Some writers stay with us forever. The Russian writer Alexander Solzhenitsyn is one such writer. Whenever I read his prose poem ‘Freedom to Breathe’ I find myself renewed both in mind and spirit.
And since I cannot do justice to it in my own words I will let Solzhenitsyn speak for himself:
Freedom to Breathe
A shower fell in the night and now dark clouds drift across the sky, occasionally sprinkling a fine film of rain.
I stand under an apple-tree in blossom and I breathe. Not only the apple-tree but the grass round it glistens with moisture; words cannot describe the sweet fragrance that pervades the air. Inhaling as deeply as I can, the aroma invades my whole being; I breathe with my eyes open, I breathe with my eyes closed – I cannot say which gives me the greater pleasure.
This, I believe is the single most precious freedom that prison takes away from us: the freedom to breathe freely, as I now can. No food on earth, no wine, not even a woman’s kiss is sweeter to me than this air steeped in the fragrance of flowers, of moisture and freshness.

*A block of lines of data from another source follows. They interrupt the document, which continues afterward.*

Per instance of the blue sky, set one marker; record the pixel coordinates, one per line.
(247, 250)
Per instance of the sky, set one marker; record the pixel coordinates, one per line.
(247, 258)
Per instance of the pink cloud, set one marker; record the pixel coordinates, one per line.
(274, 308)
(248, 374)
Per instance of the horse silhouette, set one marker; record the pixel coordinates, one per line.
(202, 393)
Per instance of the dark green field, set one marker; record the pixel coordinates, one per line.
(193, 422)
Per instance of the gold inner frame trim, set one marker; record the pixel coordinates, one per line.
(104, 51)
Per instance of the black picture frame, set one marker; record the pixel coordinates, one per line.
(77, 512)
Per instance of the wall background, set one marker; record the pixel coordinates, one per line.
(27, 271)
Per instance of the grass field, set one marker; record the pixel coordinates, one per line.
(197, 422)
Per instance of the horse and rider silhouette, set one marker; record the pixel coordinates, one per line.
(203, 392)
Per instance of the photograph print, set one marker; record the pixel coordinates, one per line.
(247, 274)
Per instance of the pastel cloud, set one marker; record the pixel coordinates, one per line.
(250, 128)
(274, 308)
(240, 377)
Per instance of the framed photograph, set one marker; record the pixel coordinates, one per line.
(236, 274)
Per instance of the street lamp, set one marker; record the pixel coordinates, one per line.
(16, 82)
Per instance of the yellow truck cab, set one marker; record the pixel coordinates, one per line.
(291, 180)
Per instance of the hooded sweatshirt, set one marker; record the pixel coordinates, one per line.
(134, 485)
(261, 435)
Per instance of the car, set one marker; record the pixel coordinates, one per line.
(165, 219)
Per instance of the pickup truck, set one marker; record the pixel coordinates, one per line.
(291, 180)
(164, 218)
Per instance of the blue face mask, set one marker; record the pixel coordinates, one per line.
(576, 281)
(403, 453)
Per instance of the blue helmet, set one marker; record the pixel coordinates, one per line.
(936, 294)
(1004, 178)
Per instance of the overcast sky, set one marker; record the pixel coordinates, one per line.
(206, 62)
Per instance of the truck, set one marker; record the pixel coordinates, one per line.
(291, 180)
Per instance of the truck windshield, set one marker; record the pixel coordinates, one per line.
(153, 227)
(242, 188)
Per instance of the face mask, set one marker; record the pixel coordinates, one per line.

No matter that this is only a tiny garden, hemmed in by five-storey houses like cages in a zoo. I cease to hear the motorcycles backfiring, the radios whining, the burble of loudspeakers. As long as there is fresh air to breathe under an apple-tree after a shower, we may survive a little longer.
(From: Solzhenitsyn: Stories and Prose Poems: Penguin 1973).